A sociedade e as empresas não suportam mais a excessiva carga tributária do País. É inadmissível que um carro popular produzido daqui custe o dobro que o mesmo carro produzido na Europa. Isso também acontece com outros produtos industrializados que a população brasileira deve ter acesso, mas com preços compatíveis com seu poder aquisitivo. Infelizmente, a carga tributária no Brasil atingiu níveis comparáveis aos países nórdicos da Europa, só que lá o Estado retorna significativamente à população.
O nosso cipoal fiscal e tributário precisa de reformas que sucessivos governos têm-se esquivado de enfrentar, devido ao constante aumento da arrecadação de impostos nos últimos anos e das dificuldades de compatibilizar os diferentes interesses políticos dos entes federados. Outro problema crônico é o da governança pública. Aqui, essas questões ainda estão mal resolvidas. A primeira a ser enfrentada é a redução drástica dos cargos comissionados, reservados aos companheiros de partidos em todas as esferas de governo, e que são os responsáveis pela endêmica corrupção na administração pública.

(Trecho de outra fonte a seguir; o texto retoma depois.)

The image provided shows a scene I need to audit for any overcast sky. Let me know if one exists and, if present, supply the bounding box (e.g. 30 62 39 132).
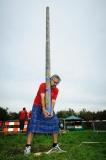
0 0 106 112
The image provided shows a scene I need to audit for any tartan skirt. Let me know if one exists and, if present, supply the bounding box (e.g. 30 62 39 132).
27 105 59 134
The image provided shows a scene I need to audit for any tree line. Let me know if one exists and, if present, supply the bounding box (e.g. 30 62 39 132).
0 107 106 121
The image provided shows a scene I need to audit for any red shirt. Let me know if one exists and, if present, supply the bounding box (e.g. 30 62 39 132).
34 83 59 106
19 110 27 119
28 111 32 119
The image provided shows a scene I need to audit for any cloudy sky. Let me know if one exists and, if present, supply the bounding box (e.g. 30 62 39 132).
0 0 106 112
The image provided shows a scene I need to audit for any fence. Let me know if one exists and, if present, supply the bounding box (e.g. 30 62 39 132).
63 119 106 132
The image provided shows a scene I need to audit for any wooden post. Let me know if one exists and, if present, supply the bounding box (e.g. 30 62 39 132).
45 7 52 115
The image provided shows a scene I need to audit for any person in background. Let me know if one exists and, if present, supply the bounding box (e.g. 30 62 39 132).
24 75 63 155
19 107 27 132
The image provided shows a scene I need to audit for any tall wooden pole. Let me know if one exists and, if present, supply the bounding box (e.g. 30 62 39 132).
45 7 52 115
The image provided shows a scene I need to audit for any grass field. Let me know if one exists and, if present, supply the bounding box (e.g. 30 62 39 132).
0 130 106 160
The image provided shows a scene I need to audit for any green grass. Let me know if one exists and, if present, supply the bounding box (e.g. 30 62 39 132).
0 130 106 160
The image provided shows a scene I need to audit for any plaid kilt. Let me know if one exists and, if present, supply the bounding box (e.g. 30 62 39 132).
27 105 59 134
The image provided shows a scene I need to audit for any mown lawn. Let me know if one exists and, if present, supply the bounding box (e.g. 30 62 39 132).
0 130 106 160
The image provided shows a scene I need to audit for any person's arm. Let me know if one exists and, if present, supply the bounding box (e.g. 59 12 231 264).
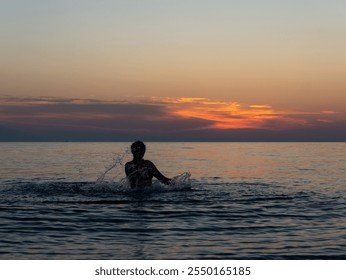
149 161 172 185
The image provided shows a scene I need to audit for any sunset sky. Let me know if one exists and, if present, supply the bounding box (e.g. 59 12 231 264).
0 0 346 141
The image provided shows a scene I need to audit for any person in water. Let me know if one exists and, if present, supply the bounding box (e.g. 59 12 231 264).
125 141 171 188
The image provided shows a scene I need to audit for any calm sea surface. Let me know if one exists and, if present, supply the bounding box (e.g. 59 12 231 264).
0 143 346 259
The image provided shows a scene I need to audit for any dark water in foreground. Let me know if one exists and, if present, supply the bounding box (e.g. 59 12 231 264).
0 143 346 259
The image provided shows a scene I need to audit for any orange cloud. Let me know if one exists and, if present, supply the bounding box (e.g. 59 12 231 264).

Temos que alinhar com os países desenvolvidos. Neles, numa eventual troca de governo, mudam só cargos diretamente ligados aos níveis estratégicos. Os de nível gerencial devem ser permanentes para evitar as descontinuidades administrativas, tão comuns na administração pública brasileira.
Apesar de ganhos substanciais que o Brasil venha a obter com reforma tributária que reduza os tributos a níveis suportáveis e de significativas melhorias que venham a ser implantadas na governança pública, na educação básica e média, na infraestrutura e na educação técnica e tecnológica, no longo prazo os padrões de vida da população brasileira somente serão melhorados pela inovação tecnológica da indústria. A inovação é, particularmente importante para economias que se aproximam de fronteiras de conhecimento.
Mas mesmo países menos avançados, como o Brasil, que ainda podem melhorar a sua produtividade por meio da adoção de tecnologias já existentes ou fazer melhorias incrementais em outras áreas, a inovação tecnológica de sua indústria, baseada no conhecimento e na inteligência competitiva, é um imperativo para aumentar a produtividade.
Se nós pretendemos ser a quinta economia do planeta até 2025, então as empresas brasileiras devem projetar e desenvolver produtos de ponta e processos para manter uma vantagem competitiva. Esta progressão exige um ambiente que seja propício para a atividade inovadora, apoiada pelos setores público e privado. Isso significa um investimento suficiente em pesquisa, desenvolvimento e inovação (PD&I), de forma a alcançarmos, no mínimo, 2% de nosso PIB nesta área. Da mesma forma, temos que ter instituições de pesquisa científica e tecnológica de alta qualidade, uma ampla colaboração de pesquisas entre universidades e a indústria, e da proteção da propriedade intelectual.
Neste momento de recuperação lenta da economia mundial e das crescentes pressões fiscais enfrentadas pelas economias avançadas, sobretudo da Europa, é importante que os setores público e privado no Brasil resistam às pressões para cortar os investimentos em pesquisa, desenvolvimento e inovação, que será crítica para o nosso desenvolvimento sustentável futuro.